David Kern, chief economist at the British Chambers of Commerce
The historically low inflation figure in December 2014 confirms that inflationary pressures in the UK are very low. Although the fall between November and December was exaggerated by the increase in gas and electricity prices a year ago, it is likely that CPI inflation will remain below 1% in 2015.
However, concerns over deflation pressures are grossly exaggerated and risk undermining business confidence. And these figures show that inflation in the services sector – which accounts for some 80% of the UK economy – remains persistently above 2%.
The main factor which counts for the low level of goods inflation, the fall in energy and goods prices, is positive as it boosts consumers’ disposable income and makes it easier for businesses to devote resources to investment. On the basis of current trends we believe that the MPC can afford to wait until 2016 before considering a rate rise.
TUC general secretary Frances O’Grady
0.5% inflation shows how fragile the economy is, not just in the UK but also globally.
While low inflation means we are finally seeing real wages start to rise, it will be many years before they are restored even to their pre-crisis levels. Seven years of falling real wages have undermined incomes and spending power; and the threat of slipping into deflation is very real. It’s a very dangerous time for the chancellor to be proposing a new round of austerity, which could plunge the economy back into recession.
We need a strong and sustainable wages recovery, built not just on falling inflation, but on higher pay settlements and more decent, full-time jobs.
Shabana Mahmood, the Shadow Treasury minister
Plummeting global oil prices are the reason why the rate of inflation is falling here in Britain. But wages continue to be sluggish and the squeeze on living standards since 2010 means working people are £1,600 a year worse off under this government.
And falling energy costs are still not being fully passed on to consumers.

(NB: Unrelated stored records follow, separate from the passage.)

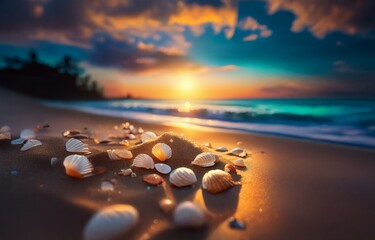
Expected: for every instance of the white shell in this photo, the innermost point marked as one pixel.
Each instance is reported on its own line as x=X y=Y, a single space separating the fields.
x=143 y=161
x=204 y=159
x=188 y=214
x=78 y=166
x=77 y=146
x=119 y=154
x=221 y=149
x=163 y=168
x=216 y=181
x=239 y=152
x=182 y=176
x=239 y=162
x=147 y=136
x=30 y=144
x=162 y=151
x=111 y=222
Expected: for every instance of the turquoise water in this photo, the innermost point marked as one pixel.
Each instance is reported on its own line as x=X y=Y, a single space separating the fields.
x=341 y=121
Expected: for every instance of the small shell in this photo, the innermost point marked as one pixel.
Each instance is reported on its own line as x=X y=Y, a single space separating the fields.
x=76 y=146
x=182 y=177
x=153 y=179
x=162 y=151
x=239 y=152
x=143 y=161
x=204 y=159
x=147 y=136
x=221 y=149
x=216 y=181
x=30 y=144
x=239 y=162
x=78 y=166
x=163 y=168
x=230 y=168
x=189 y=215
x=111 y=222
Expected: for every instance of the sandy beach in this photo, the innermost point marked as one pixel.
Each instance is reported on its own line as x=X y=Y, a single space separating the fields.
x=290 y=189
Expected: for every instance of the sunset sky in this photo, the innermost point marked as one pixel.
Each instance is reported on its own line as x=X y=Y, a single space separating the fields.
x=203 y=49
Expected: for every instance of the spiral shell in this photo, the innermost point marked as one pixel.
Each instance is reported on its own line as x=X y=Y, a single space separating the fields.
x=147 y=136
x=216 y=181
x=30 y=144
x=111 y=222
x=182 y=177
x=143 y=161
x=188 y=215
x=204 y=159
x=78 y=166
x=76 y=146
x=162 y=151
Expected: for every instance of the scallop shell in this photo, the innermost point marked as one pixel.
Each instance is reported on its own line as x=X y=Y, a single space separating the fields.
x=111 y=222
x=182 y=177
x=30 y=144
x=239 y=162
x=143 y=161
x=119 y=154
x=78 y=166
x=162 y=151
x=216 y=181
x=147 y=136
x=77 y=146
x=239 y=152
x=163 y=168
x=204 y=159
x=189 y=215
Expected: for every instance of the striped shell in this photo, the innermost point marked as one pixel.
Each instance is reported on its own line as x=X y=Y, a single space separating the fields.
x=188 y=215
x=147 y=136
x=143 y=161
x=162 y=151
x=76 y=146
x=78 y=166
x=182 y=177
x=216 y=181
x=204 y=159
x=119 y=154
x=111 y=222
x=163 y=168
x=30 y=144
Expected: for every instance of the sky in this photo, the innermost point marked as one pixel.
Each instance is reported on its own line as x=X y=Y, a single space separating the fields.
x=203 y=49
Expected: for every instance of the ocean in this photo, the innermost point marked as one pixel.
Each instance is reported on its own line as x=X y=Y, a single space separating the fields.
x=331 y=120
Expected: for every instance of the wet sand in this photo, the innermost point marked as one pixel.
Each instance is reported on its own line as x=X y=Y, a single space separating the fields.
x=296 y=189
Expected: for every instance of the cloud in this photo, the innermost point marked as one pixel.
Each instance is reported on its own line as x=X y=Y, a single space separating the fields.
x=257 y=29
x=324 y=16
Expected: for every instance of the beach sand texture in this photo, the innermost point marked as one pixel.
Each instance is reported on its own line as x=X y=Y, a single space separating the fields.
x=296 y=189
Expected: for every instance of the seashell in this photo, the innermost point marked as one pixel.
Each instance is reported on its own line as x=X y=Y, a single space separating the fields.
x=143 y=161
x=182 y=177
x=162 y=151
x=230 y=168
x=77 y=146
x=189 y=215
x=216 y=181
x=239 y=152
x=78 y=166
x=204 y=159
x=221 y=149
x=153 y=179
x=111 y=222
x=27 y=134
x=147 y=136
x=118 y=154
x=163 y=168
x=239 y=162
x=30 y=144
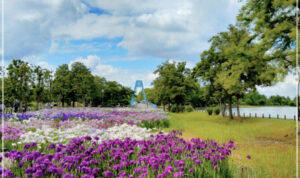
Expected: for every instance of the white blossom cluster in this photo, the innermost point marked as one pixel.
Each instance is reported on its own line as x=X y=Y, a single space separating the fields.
x=53 y=135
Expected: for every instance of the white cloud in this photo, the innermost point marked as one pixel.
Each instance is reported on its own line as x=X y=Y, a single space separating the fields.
x=285 y=88
x=29 y=25
x=163 y=29
x=123 y=76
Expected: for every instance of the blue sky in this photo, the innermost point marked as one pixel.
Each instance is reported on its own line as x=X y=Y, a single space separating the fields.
x=123 y=41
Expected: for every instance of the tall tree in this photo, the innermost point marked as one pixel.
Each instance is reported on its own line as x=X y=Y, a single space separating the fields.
x=273 y=22
x=19 y=76
x=82 y=80
x=40 y=84
x=62 y=83
x=175 y=81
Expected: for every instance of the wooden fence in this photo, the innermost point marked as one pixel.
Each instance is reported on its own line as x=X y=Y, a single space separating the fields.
x=255 y=115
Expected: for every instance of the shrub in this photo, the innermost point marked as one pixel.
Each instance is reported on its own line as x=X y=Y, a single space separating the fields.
x=217 y=110
x=181 y=108
x=189 y=108
x=173 y=108
x=209 y=111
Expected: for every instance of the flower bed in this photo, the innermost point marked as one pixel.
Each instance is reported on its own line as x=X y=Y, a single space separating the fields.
x=92 y=142
x=159 y=156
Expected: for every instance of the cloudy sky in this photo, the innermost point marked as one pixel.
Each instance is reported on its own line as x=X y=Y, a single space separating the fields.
x=123 y=41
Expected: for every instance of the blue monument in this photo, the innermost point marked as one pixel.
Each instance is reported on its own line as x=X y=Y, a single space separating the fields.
x=139 y=84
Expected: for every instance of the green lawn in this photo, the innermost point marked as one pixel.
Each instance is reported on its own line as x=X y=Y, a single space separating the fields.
x=270 y=143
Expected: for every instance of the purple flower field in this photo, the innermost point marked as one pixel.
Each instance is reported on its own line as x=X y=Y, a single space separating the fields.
x=93 y=142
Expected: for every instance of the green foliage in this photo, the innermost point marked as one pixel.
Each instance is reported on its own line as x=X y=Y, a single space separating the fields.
x=189 y=108
x=256 y=99
x=174 y=83
x=76 y=85
x=158 y=124
x=173 y=108
x=216 y=110
x=273 y=24
x=209 y=110
x=181 y=108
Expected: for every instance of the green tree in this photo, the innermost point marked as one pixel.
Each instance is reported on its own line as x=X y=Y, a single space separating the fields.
x=41 y=77
x=273 y=22
x=254 y=98
x=20 y=77
x=174 y=82
x=62 y=84
x=81 y=81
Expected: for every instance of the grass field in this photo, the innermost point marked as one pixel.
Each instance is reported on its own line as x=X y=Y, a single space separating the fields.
x=270 y=143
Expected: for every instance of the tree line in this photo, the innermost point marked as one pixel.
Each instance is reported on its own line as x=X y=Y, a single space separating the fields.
x=67 y=86
x=258 y=51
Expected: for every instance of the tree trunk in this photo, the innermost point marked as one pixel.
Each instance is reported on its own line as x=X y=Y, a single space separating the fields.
x=37 y=103
x=238 y=109
x=230 y=107
x=223 y=109
x=83 y=101
x=220 y=105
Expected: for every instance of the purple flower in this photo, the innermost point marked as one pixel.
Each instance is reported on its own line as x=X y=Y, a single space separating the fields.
x=69 y=176
x=198 y=161
x=108 y=173
x=38 y=173
x=248 y=157
x=191 y=170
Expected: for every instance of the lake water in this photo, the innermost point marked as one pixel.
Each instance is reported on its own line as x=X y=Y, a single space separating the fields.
x=290 y=112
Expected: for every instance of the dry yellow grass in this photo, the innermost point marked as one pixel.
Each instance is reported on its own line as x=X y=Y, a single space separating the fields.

That’s why Labour will bring in new powers for the regulator to cut bills and force energy firms to pass on savings to consumers. We’ll put our plan to a vote in parliament on Wednesday and urge Tory and Lib Dem MPs to drop their opposition to our reforms.
Labour’s economic plan will also ensure we earn our way to higher living standards for all, not just a few at the top. Our plan to tackle the cost-of-living crisis and for more good jobs is also a key part of our tough but balanced plan to get the deficit down.
Miles Gibson, Head of UK Research at CBRE
Falling oil prices and gas and electricity costs being removed from the inflation calculation have all but ended the likelihood of a base rate rise before the end of this year. As a result businesses will feel a double impact of continued low borrowing costs, particularly for property, and the boost that real term wage growth can give the economy through enhanced consumer purchasing power. Both are key for a robust recovery and provide hope to consumer-dependant sectors such as grocery and clothing retail which are not yet enjoying the fruits of economic growth as much as some other sectors.